The last few weeks have been pretty exciting in the world of triathlon bikes. First Craig Alexander is seen on a Cervelo P4 which he then used to win the Ironman 70.3 World Champs. Specialized then stepped in to get him on their new bike. His subsequent third win at Kona (Ironman World Champs) was the culmination of an extremely slick release of the new bike.

That bike is the Shiv Tri which brings some very cool features to the market. Of course, the moment they released their data I started plugging it into spreadsheets and will now share what I learned.
The most attention grabbing feature of the Shiv Tri is the ‘Fuelselage’ – a bladder hidden in the downtube with a drinking tube that emerges from behind the stem. This feature has led to the new bike being referred to as the ‘CamelShiv’ in some quarters.

Specialized Aero DataSpecialized supplied aero data comparing the Shiv Tri and Shiv TT (original Shiv). As you’ll see in the chart the performance levels of the 2011 Shiv (with the UCI illegal nosecone), the 2012 Shiv TT and 2012 Shiv Tri are all very close. The Shiv Tri tracks very closely to the 2011 Shiv at most wind angles.

This is an achievement on its own. The Shiv Tri does not have the stem inline with the top tube as the Shiv TT does and is generally designed as a much more pragmatic (and cheaper) solution for the average triathlete user rather than the dedicated time triallist.
Shiv Data with Cervelo bottle test added. What’s really cool is taking into account the cost of carrying a bottle on the Shiv TT. For this we refer to data released by Cervelo, with the caveat that using data from different wind tunnels and different test protocols is not scientific best practice. But we’re only looking for an idea of the effect of a bottle, not awarding the “Worlds Fastest Bike’ title so I think we’ll be OK.

What you now see is that the Shiv Tri is significantly faster than the 2011 Shiv when you need to carry fluid (as you might wish to do in a triathlon).

Unfortunately, the penalty for this is that the Shiv Tri is not UCI legal, so there’s no point in boasting to your TT buddies that your Tri bike is faster as you wouldn’t be allowed to use it in their races to prove it.

This is what I find most exciting about the new tri bikes that are coming out. The manufacturers are taking a holistic view of how the bikes actually get used and are optimising their designs based on that. So we get bikes that can carry nutrition at little or no aero penalty.

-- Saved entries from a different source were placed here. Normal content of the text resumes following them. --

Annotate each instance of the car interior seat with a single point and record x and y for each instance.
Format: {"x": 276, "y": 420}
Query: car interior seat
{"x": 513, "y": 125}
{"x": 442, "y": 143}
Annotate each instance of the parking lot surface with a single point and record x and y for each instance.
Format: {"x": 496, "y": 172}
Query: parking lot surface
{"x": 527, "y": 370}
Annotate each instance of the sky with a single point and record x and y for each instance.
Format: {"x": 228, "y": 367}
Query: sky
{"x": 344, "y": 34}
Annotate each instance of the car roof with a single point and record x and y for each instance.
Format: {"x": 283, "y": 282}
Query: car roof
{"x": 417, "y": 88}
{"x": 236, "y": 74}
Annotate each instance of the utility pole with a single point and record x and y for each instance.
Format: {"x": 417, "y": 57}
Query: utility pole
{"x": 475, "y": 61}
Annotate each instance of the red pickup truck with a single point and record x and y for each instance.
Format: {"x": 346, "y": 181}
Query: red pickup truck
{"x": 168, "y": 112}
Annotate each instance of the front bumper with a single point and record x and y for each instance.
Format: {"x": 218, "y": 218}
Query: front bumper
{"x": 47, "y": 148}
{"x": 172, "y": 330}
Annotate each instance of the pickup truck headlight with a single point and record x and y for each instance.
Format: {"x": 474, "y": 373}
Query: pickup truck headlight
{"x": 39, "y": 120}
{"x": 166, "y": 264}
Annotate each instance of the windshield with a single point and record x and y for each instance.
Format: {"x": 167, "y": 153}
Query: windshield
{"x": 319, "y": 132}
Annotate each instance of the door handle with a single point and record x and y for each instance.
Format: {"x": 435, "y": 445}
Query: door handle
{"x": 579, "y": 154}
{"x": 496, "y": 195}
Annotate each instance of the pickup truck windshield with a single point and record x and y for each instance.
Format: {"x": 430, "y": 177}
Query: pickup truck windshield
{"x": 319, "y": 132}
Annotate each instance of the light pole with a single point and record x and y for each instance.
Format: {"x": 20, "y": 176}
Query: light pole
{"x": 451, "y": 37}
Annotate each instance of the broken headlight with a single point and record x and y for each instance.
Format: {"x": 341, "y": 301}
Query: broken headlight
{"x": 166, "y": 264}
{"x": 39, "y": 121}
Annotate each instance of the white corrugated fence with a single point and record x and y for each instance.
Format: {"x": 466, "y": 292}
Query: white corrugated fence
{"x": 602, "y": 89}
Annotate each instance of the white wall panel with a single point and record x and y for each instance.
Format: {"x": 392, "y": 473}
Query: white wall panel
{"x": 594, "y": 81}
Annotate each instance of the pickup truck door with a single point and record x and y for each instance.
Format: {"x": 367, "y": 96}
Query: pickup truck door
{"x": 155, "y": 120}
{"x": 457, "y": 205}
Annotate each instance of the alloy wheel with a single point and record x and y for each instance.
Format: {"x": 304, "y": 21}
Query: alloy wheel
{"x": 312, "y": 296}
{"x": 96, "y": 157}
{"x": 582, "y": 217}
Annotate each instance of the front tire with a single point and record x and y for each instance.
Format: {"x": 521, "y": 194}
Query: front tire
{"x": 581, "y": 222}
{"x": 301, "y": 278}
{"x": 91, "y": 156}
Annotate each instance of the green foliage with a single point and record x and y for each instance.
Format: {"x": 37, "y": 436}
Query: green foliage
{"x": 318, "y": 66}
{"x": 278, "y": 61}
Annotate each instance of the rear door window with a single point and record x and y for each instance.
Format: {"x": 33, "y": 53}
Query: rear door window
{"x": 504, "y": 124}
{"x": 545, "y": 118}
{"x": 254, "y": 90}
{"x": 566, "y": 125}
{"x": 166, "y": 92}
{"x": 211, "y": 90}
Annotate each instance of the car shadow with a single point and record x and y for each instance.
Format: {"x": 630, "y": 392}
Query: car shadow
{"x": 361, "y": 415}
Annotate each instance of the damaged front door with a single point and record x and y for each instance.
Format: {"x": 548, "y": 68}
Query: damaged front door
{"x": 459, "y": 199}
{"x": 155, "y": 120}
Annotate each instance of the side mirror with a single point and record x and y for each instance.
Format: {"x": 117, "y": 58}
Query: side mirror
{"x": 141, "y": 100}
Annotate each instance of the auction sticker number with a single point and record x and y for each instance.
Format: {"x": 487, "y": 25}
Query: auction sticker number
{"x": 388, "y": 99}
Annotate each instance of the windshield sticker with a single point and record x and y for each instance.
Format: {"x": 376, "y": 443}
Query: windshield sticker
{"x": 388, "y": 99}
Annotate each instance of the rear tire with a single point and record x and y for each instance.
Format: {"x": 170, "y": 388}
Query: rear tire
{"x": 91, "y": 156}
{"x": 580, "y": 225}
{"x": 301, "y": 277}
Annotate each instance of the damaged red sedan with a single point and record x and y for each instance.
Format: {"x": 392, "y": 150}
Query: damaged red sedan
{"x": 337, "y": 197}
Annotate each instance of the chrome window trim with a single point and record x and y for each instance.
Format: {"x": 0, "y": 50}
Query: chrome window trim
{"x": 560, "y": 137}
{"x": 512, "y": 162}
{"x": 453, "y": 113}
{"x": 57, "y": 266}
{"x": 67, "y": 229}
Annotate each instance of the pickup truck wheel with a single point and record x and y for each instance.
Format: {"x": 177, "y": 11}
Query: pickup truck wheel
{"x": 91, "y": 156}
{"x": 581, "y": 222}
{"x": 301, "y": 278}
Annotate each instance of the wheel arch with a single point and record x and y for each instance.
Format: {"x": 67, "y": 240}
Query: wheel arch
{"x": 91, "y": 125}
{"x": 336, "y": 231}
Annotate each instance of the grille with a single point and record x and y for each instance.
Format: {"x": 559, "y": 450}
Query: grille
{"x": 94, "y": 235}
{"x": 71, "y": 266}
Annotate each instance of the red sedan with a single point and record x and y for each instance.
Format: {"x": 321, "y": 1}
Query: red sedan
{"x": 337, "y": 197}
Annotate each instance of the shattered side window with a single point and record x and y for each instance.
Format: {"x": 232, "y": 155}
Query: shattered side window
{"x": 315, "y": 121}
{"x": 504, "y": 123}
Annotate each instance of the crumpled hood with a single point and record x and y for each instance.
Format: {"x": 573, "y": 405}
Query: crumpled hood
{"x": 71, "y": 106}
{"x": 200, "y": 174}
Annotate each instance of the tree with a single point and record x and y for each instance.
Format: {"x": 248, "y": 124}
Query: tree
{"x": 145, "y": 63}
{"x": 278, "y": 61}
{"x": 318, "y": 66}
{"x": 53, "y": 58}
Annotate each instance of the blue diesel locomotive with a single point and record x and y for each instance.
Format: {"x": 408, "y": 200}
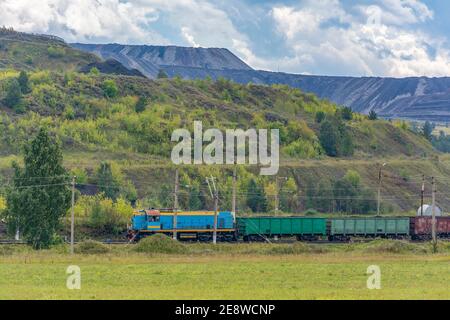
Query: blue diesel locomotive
{"x": 190, "y": 226}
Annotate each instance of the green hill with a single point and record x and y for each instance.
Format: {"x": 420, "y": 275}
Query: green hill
{"x": 33, "y": 52}
{"x": 128, "y": 120}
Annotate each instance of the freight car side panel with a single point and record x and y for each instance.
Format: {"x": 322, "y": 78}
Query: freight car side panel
{"x": 281, "y": 226}
{"x": 423, "y": 225}
{"x": 370, "y": 226}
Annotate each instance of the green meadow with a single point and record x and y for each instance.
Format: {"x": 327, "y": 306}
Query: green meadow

Notice the Shiv sits higher than the rest of the market. Further to that, the geometry of the Shiv Tri is overall taller than any other Tri bike. That, along with the thought that has gone into the handlebar design, significantly aids the bike fitter in setting one of these bikes up for a wider variety of riders.
While those of us who favour significant drop will either be excluded from using this bike or have to resort to down angled stems, for the majority of triathletes this bike offers the capability to replace un-aero headset spacers with nice sculpted headtube. And the satisfaction of knowing that, rather than being a dumbed down version (as higher stack bike models often are), this is a world champion worthy piece of kit.